Big Data

Data Lake vs. Data Lakehouse vs. Data Warehouse

Data Lake:

Purpose: Stores raw data in its original format without predefined structure.
Structure: Unstructured or semi-structured.
Schema: Schema is defined on-the-fly during query execution.
Use Cases: Big data analytics, machine learning, data exploration.
Flexibility: Highly flexible, allowing for various use cases and data types.
Performance: May have performance limitations due to the unstructured nature of the data.

Data Lakehouse:

Purpose: Combines the flexibility of a data lake with the structured nature of a data warehouse.
Structure: Structured, semi-structured, or unstructured.
Schema: Supports schema evolution, allowing for changes to the data structure.
Use Cases: Data warehousing, analytics, machine learning.
Flexibility: Offers a balance of flexibility and structure.
Performance: Generally better performance than data lakes due to the structured nature of the data and optimization techniques.

Data Warehouse:

Purpose: Stores structured data for reporting and analysis.
Structure: Highly structured, with predefined schemas.
Schema: Schema is defined upfront and is relatively static.
Use Cases: Business intelligence, reporting, data warehousing.
Flexibility: Less flexible than data lakes or data lakehouses, as data must conform to a predefined schema.
Performance: Optimized for querying and reporting, with good performance for structured data.

Key Differences:

Feature	Data Lake	Data Lakehouse	Data Warehouse
Structure	Unstructured/semi-structured	Structured/semi-structured/unstructured	Structured
Schema	Defined on-the-fly	Supports schema evolution	Predefined and static
Use Cases	Big data analytics, machine learning	Data warehousing, analytics, machine learning	Business intelligence, reporting
Flexibility	Highly flexible	Balanced	Less flexible
Performance	May have performance limitations	Generally better performance	Optimized for querying and reporting

Choosing the Right Approach:

The best choice depends on your specific needs and use cases. If you require high flexibility and the ability to store various data types, a data lake might be suitable. For a balance of flexibility and structure, a data lakehouse is a good option. If you primarily need a structured data repository for reporting and analysis, a data warehouse is the best choice.

Open Data Formats

Includes Parquet, Avro, JSON, CSV.
It defines standardized data format that is publicly accessible.
These formats are designed to promote interoperability, data sharing, and collaboration. So data once stored can be used by different processing engines/solutions.

Key Characteristics of Open-Data Formats

Publicly Available: The format specifications are freely accessible to anyone, without any licensing restrictions.
Standardized: The format follows a well-defined structure, ensuring consistency and compatibility.
Interoperable: Data stored in the format can be easily exchanged and processed by different software tools and platforms.
Community-Driven: Open-data formats are often developed and maintained by communities of developers and users, ensuring their continued evolution and improvement.

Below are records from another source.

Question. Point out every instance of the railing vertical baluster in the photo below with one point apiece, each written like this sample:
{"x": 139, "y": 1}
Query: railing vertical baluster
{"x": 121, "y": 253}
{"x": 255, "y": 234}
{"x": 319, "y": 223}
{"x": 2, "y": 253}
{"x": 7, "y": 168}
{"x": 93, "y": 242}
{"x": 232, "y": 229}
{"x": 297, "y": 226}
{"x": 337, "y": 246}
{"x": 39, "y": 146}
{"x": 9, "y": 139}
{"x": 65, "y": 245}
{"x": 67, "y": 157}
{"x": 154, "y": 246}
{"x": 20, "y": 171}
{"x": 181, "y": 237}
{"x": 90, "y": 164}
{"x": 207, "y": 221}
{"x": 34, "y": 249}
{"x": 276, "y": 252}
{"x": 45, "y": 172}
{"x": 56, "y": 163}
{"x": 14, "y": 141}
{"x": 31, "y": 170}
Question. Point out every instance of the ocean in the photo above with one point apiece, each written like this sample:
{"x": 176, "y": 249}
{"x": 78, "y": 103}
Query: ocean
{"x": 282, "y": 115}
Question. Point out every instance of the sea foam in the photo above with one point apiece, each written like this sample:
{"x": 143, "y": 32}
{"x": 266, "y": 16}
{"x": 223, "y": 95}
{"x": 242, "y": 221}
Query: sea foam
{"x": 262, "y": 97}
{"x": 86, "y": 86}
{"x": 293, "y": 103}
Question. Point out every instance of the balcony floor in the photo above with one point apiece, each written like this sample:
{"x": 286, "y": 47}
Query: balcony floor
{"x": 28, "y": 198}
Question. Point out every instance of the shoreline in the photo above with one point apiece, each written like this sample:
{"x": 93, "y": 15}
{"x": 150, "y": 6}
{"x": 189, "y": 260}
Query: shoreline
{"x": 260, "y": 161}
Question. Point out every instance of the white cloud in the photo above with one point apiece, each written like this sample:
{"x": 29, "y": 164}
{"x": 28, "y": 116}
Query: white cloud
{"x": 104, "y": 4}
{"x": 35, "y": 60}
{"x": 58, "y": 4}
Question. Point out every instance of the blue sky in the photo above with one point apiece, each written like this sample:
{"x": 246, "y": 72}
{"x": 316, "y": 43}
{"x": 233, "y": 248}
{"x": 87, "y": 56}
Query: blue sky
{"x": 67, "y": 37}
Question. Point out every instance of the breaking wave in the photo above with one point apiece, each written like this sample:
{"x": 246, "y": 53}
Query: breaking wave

Popular Open-Data Formats for Data Lakes

Apache Parquet: A columnar storage format that is highly efficient for analytical workloads, especially on large datasets. It supports a variety of data types and can be used with different data processing frameworks.
Apache ORC: Another columnar storage format designed for analytical workloads. ORC offers similar performance benefits to Parquet but has a slightly different structure.
CSV (Comma-Separated Values): A simple text-based format that is widely used for data exchange. While not as efficient as columnar formats for analytical workloads, CSV is easy to read and write.
JSON (JavaScript Object Notation): A flexible format for representing structured data. JSON is often used for semi-structured data and can be easily parsed by various programming languages.
Avro: A binary data serialization system that is designed for efficiency and flexibility. Avro can be used to store both structured and semi-structured data.

Benefits of Using Open-Data Formats

Interoperability: Data stored in open-data formats can be easily shared and processed by different tools and platforms.
Flexibility: Open-data formats can be used to store a variety of data types and structures.
Community Support: Open-data formats are often supported by large communities of developers, ensuring their continued development and maintenance.
Cost-Effectiveness: Using open-data formats can help reduce costs by avoiding vendor lock-in and promoting interoperability.

By adopting open-data formats, organizations can create more accessible and interoperable data lakes, enabling better data sharing, collaboration, and analytics.

SequenceFile Data Format - Hive

SequenceFile is a Hadoop-specific file format designed for storing key-value pairs.
It is efficient for storing large amounts of data
It can be less performant for analytical workloads compared to columnar formats like Parquet or ORC.
It is also open-source but not widely adopted and used.
Hive can use Parquet or ORC, but what to use depends on use case

Open Source Table Formats (Data Lake Table Formats)

Includes Apache Iceberg, DataBricks DeltaLake, Apache Hudi. They are all data lake table-formats.
An open table format is a standardized way to organize and manage data files within a data lake.
They all can use different open-data formats, but parquet is default.
Its purpose is to bring database-like features to data lakes, which are crucial in enabling the data lakehouse architecture (combining the best features of data lakes and data warehouses).
They are not limited to just table-format but also offer warehousing features like transactionality, schema evolution, and time travel.

Link: Comparison of Data Lake Table Formats (Apache Iceberg, Apache Hudi and Delta Lake)

HDFS

Cheap large scale distributed data storage, that can scale horizontally. Alternatives are S3, Azure Blob. It is only storage, not a processing thing.

Map Reduce

Processing algorithm.

As of 2022, it has better alternatives, like Apache Spark and Flink. MR is slow as it keeps cache in disk while new technologies keep cache and processing in memory. New technologies also have better connectors and more libraries.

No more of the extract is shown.